Spark Setup and Installation

You can run Spark on your laptop for learning without needing a cluster. This topic covers three ways to get started: local installation, Google Colab (browser-based, zero setup), and Docker.

Prerequisites

  • Java 8 or 11 — Spark runs on the Java Virtual Machine (JVM)
  • Python 3.7+ — required for PySpark
  • At least 4 GB RAM — 8 GB recommended for smooth local runs

Option 1: Install PySpark via pip (Easiest)

PySpark is available as a Python package. This approach installs everything you need in one command and works on Windows, macOS, and Linux.

# Step 1: Install Java (if not already installed)
# Download from: https://adoptium.net

# Step 2: Install PySpark
pip install pyspark

# Step 3: Verify the installation
python -c "import pyspark; print(pyspark.__version__)"

First Program After pip Install

from pyspark.sql import SparkSession

spark = SparkSession.builder \
    .appName("HelloSpark") \
    .master("local[*]") \
    .getOrCreate()

print("Spark version:", spark.version)
spark.stop()

The local[*] setting tells Spark to run locally and use all available CPU cores.

Option 2: Google Colab (No Installation)

Google Colab runs in your browser and provides free compute. This is the fastest way to start if you do not want to install anything locally.

# Run this in a Colab cell
!pip install pyspark

from pyspark.sql import SparkSession
spark = SparkSession.builder.master("local[*]").getOrCreate()
print(spark.version)

Option 3: Docker

Docker containers provide a clean, reproducible Spark environment that works identically on any machine.

# Pull the official Jupyter PySpark image
docker pull jupyter/pyspark-notebook

# Run it
docker run -p 8888:8888 jupyter/pyspark-notebook

Open the URL printed in the terminal to access a Jupyter notebook with PySpark pre-configured.

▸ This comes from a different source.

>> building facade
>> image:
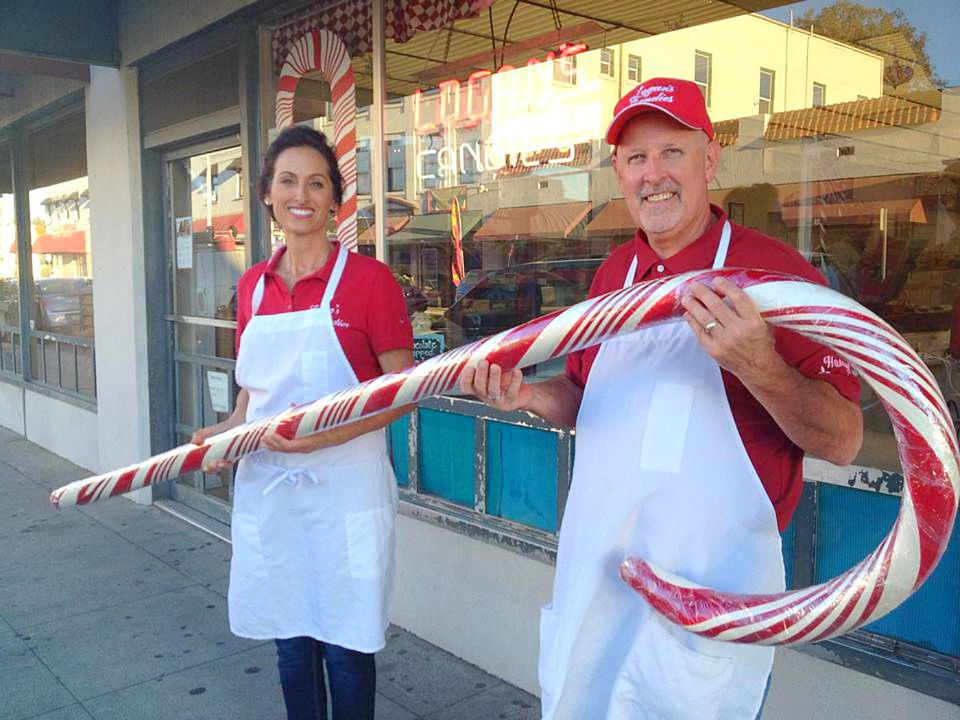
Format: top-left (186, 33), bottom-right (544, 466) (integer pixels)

Spark UI — Your Built-In Dashboard

Every running Spark application opens a web dashboard at http://localhost:4040. The Spark UI shows active jobs, completed stages, executor memory usage, and task timelines. Check this dashboard whenever a job runs slowly.

What You See in Spark UI:

+---------------------------+
| Jobs   | Stages | Storage |
+---------------------------+
| Job 0  | 3 stages | 2 GB  |
| Job 1  | 1 stage  | 0 GB  |
+---------------------------+
| Executors: 4 active       |
| Total input: 10 GB        |
+---------------------------+

Setting SPARK_HOME (Optional for Full Install)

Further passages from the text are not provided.